É por isso que a defesa da soberania nacional, das riquezas naturais, do meio ambiente, da sobrevivência dos povos originários, da cultura e das condições de vida é uma tarefa que cabe apenas à classe trabalhadora latino-americana. Os governos nacionalistas burocráticos, ainda que sejam produtos de lutas populares e para fins de marketing se identifiquem nominalmente com tais interesses, no momento decisivo capitulam à burguesia e ao imperialismo, optando por “saídas negociadas” que inevitavelmente preservam a vigência da ordem capitalista e a exploração dos trabalhadores. Chávez, que perdoou os golpistas de 2002, vai ao ponto de perseguir sindicalistas (que estão sendo mortos impunemente pela burguesia) e Correa reprime os povos amazônicos que protestam contra a atividade das mineradoras. Nos momentos de enfrentamento mais agudo, nos quais é preciso até mesmo defender tais governos contra golpes burgueses e invasões imperialistas, o proletariado só pode contar com suas próprias forças.
Por isso, é fundamental armar política e ideologicamente os organismos de luta da classe com um programa independente em relação ao chavismo, ao lulismo e seus derivados, e com uma perspectiva clara de ruptura da ordem capitalista e construção do socialismo. Com o aprofundamento da crise em nível mundial e da necessidade do imperialismo de avançar ainda mais na depredação do planeta e no ataque às condições de vida, a nossa própria sobrevivência dependerá cada vez mais de termos clareza em relação à necessidade de fortalecer a organização autônoma da classe e a construção de um projeto socialista. Esse programa deve começar impulsionando algumas tarefas imediatas:
- Abaixo o golpe em Honduras!
- Fora as tropas brasileiras do Haiti!
- Fora as bases militares na Colômbia!
- Pela desativação da IV Frota!
- Contra a instalação da base no Paraguai!

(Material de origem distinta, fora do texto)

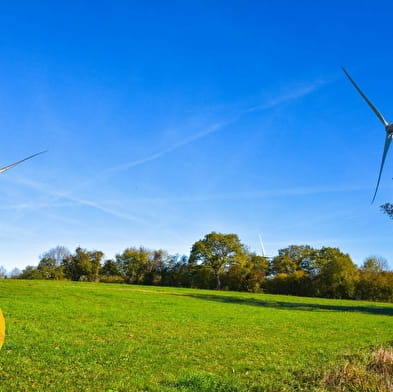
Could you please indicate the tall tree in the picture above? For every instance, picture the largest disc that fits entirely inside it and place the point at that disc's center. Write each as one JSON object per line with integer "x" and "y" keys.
{"x": 83, "y": 265}
{"x": 218, "y": 252}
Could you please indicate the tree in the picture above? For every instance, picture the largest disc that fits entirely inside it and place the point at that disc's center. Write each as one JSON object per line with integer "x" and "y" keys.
{"x": 338, "y": 274}
{"x": 294, "y": 258}
{"x": 51, "y": 263}
{"x": 133, "y": 264}
{"x": 375, "y": 264}
{"x": 218, "y": 252}
{"x": 83, "y": 265}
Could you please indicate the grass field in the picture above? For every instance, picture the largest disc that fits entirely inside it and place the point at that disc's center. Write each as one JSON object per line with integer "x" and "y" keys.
{"x": 67, "y": 336}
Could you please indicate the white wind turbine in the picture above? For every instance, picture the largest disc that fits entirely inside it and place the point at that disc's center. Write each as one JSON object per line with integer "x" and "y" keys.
{"x": 5, "y": 168}
{"x": 262, "y": 247}
{"x": 388, "y": 129}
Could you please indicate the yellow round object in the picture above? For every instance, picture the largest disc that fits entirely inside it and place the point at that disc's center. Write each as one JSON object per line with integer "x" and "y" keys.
{"x": 2, "y": 329}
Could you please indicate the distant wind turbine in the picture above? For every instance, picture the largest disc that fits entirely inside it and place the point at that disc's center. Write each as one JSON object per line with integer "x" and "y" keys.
{"x": 5, "y": 168}
{"x": 388, "y": 129}
{"x": 262, "y": 247}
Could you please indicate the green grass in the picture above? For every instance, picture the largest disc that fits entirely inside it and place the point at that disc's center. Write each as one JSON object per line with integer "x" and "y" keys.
{"x": 67, "y": 336}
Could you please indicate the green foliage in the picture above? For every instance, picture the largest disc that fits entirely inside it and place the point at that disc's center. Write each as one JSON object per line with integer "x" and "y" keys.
{"x": 83, "y": 265}
{"x": 218, "y": 252}
{"x": 222, "y": 261}
{"x": 338, "y": 275}
{"x": 80, "y": 336}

- Fim da guerra às drogas no México!
- Contra a militarização dos conflitos sociais!
- Contra a repressão aos trabalhadores, imigrantes e povos originários!

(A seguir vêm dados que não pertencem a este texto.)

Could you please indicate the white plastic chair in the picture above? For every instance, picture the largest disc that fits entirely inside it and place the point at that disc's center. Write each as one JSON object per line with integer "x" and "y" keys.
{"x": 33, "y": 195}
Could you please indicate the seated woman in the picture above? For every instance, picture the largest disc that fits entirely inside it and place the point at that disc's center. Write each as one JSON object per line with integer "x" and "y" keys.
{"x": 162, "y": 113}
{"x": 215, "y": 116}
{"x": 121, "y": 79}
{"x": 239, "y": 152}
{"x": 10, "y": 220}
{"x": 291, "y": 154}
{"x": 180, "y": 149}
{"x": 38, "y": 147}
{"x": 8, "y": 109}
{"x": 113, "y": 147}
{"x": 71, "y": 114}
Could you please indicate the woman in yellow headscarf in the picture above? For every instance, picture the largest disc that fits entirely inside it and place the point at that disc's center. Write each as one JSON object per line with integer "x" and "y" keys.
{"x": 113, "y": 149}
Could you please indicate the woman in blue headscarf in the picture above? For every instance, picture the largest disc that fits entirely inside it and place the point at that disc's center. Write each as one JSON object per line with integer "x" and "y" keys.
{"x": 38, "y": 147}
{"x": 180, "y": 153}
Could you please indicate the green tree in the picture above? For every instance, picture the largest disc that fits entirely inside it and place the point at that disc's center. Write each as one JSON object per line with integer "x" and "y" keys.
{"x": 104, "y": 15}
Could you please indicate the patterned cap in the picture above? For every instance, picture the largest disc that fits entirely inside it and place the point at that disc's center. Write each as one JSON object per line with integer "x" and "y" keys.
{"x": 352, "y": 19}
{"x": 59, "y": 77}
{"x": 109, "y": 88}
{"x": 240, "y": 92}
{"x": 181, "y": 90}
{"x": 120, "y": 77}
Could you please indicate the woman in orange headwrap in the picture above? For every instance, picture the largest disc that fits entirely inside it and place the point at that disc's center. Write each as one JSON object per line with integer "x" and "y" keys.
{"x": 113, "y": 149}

- Contra o saque das nossas riquezas e a destruição do meio ambiente!
- Pela soberania e autodeterminação dos povos!
- Por uma Federação Socialista dos Povos da América Latina!

*Nome dos povos nativos do continente americano, em substituição a “índios” ou “indígenas”, nome dado pelo invasor europeu, que ao “descobrir” o continente supunha haver chegado nas Índias.